The pathogenesis of Staphylococcus aureus from local infection to systemic dissemination involves a range of virulence factors including structural and secreted products. Among various control mechanisms, small noncoding RNAs are involved in the regulation of multiple pathogenicity factors in S. aureus. The sRNA SprX which is encoded in the pathogenicity island of methicillin-susceptible S. aureus strain Newman and was shown to influence antibiotic resistance previously, upregulated the expression of virulence genes, especially the cell wall-associated clumping factor B (ClfB) and delta hemolysin (Hld). Bioinformatic analysis revealed several multiple mRNAs associated with pathogenicity as targets for SprX1, one of the three copies of sprX. Both overexpression and chromosomal disruption of sprX1 supported the scheme of upregulation of clfB and hld expression. Altered expression of SprX1 altered the levels of Hld and ClfB mRNAs, hemolysis, clumping of cells, biofilm formation by plate adhesion studies and confocal microscopic analysis as well as infection pathology of modified strains in mice models.
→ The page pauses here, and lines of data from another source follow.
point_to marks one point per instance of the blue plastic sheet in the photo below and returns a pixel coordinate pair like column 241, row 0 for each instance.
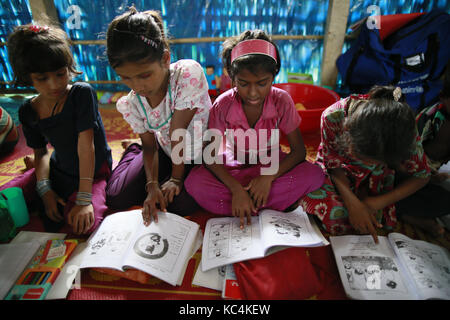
column 203, row 18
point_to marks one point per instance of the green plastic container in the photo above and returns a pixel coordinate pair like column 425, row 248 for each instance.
column 13, row 199
column 7, row 227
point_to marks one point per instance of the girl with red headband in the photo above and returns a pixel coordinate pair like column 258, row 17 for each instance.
column 240, row 188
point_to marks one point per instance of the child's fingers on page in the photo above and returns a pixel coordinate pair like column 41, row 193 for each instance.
column 146, row 214
column 154, row 214
column 371, row 230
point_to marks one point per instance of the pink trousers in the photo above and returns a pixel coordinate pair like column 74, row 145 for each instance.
column 214, row 196
column 27, row 182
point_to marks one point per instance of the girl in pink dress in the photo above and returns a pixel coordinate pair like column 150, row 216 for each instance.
column 247, row 119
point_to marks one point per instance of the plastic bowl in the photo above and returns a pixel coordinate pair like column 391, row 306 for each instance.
column 315, row 99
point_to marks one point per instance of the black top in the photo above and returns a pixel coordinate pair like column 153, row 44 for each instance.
column 79, row 113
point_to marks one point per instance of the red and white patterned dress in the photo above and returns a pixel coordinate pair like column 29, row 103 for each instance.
column 326, row 203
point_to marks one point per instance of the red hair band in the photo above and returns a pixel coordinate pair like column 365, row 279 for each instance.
column 37, row 29
column 255, row 46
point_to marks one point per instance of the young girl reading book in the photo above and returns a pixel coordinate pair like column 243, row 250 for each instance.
column 365, row 141
column 164, row 97
column 239, row 186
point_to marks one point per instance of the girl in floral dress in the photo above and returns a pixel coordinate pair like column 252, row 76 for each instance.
column 365, row 141
column 164, row 97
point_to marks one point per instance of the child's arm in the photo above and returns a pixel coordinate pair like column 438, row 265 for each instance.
column 259, row 188
column 42, row 171
column 180, row 120
column 401, row 191
column 154, row 194
column 359, row 214
column 81, row 216
column 241, row 204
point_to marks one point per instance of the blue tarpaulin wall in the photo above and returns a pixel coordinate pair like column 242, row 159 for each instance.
column 202, row 18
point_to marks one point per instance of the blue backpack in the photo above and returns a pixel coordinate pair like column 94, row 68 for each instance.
column 412, row 57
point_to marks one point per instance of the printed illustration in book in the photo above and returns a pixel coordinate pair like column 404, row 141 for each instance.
column 161, row 249
column 396, row 268
column 225, row 242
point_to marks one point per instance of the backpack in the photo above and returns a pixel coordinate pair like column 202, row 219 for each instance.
column 410, row 51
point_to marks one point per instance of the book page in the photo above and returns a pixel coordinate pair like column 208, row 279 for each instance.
column 41, row 237
column 225, row 242
column 212, row 279
column 108, row 245
column 368, row 270
column 428, row 265
column 162, row 249
column 287, row 229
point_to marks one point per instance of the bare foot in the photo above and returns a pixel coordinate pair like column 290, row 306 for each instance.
column 29, row 162
column 127, row 142
column 429, row 225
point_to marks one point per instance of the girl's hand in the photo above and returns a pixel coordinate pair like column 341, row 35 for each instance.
column 362, row 218
column 259, row 189
column 81, row 218
column 51, row 200
column 170, row 189
column 439, row 177
column 149, row 210
column 242, row 205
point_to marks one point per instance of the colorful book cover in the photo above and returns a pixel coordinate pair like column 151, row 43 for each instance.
column 39, row 276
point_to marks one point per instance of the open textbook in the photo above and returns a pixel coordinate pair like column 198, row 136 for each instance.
column 225, row 242
column 161, row 249
column 396, row 268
ClfB and Hld mRNAs interacted directly with SprX1 in in vitro assays. Increased level of the regulatory RNA, namely RNAIII, that comprises Hld mRNA and also regulates the biofilm formation, indicates that SprX1 may also function through RNAIII for regulating virulence factors. An immunodominant protein, antigen A, was downregulated by SprX1 in two-dimensional electrophoresis. Taken together, these results signify the role of sRNA SprX in the pathogenicity of S. aureus Newman.